If your newborn gets eye ointment—and when she gets it—is a choice you can state on your birth plan, if your state law allows. As you research your birth preferences, find out what your state laws are regarding this issue. Even if your state doesn’t give you parental choice, you can still mention your preference in your birth plan.
If your state is one that demands every baby has eye ointment, talk with your care provider and hospital in advance. Maybe it’s possible to plan for waiting at least an hour after the birth so you and baby can bond. Some states will wait as long as three hours.
If it’s possible and you want to wait, you can include that request in the most recent copy of your birth plan, the one listed on your hospital bag checklist. Make sure it goes with you in your hospital bag!

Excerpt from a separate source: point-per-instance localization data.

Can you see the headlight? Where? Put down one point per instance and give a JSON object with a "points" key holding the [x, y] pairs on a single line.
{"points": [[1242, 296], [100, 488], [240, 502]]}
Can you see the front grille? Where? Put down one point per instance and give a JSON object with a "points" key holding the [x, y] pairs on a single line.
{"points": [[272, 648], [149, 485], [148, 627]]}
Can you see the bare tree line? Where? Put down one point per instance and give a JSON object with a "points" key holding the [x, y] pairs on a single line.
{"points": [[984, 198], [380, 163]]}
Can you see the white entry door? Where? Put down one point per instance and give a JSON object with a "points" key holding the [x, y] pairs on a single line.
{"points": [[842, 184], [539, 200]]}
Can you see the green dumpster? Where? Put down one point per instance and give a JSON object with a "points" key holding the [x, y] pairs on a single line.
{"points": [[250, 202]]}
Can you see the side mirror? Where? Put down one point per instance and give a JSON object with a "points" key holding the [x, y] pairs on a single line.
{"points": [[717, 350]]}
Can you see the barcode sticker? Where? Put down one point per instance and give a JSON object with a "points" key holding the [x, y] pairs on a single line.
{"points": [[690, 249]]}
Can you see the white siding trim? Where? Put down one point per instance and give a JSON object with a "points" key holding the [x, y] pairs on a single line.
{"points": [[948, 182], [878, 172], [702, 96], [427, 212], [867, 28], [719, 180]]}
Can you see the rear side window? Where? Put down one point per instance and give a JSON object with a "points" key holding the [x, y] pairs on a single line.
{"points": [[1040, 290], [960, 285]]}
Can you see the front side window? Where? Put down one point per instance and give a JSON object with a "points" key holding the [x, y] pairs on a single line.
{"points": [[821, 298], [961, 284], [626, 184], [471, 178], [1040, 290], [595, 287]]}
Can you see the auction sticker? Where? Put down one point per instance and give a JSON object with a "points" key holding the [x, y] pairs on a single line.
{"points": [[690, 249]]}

To learn more about baby health, download our free Birth Plan eBook now. After three years of research, collaboration with more than 100 childbirth experts and resource centers from Healthy Child Healthy World to the American Association of Neonatal Nurses, the Best Ever Baby Birth Plan Guide is available for a free download.
This new resource for pregnant families is a compilation of top tips and advice from more than 20 nationally-recognized experts in the field including renowned pediatrician, Dr. Alan Greene and GraceFull Birthing founder, midwife Elizabeth Bachner. These trusted experts offer thoughtful guidance for whatever type of birthing experience parents want, in whichever setting they choose.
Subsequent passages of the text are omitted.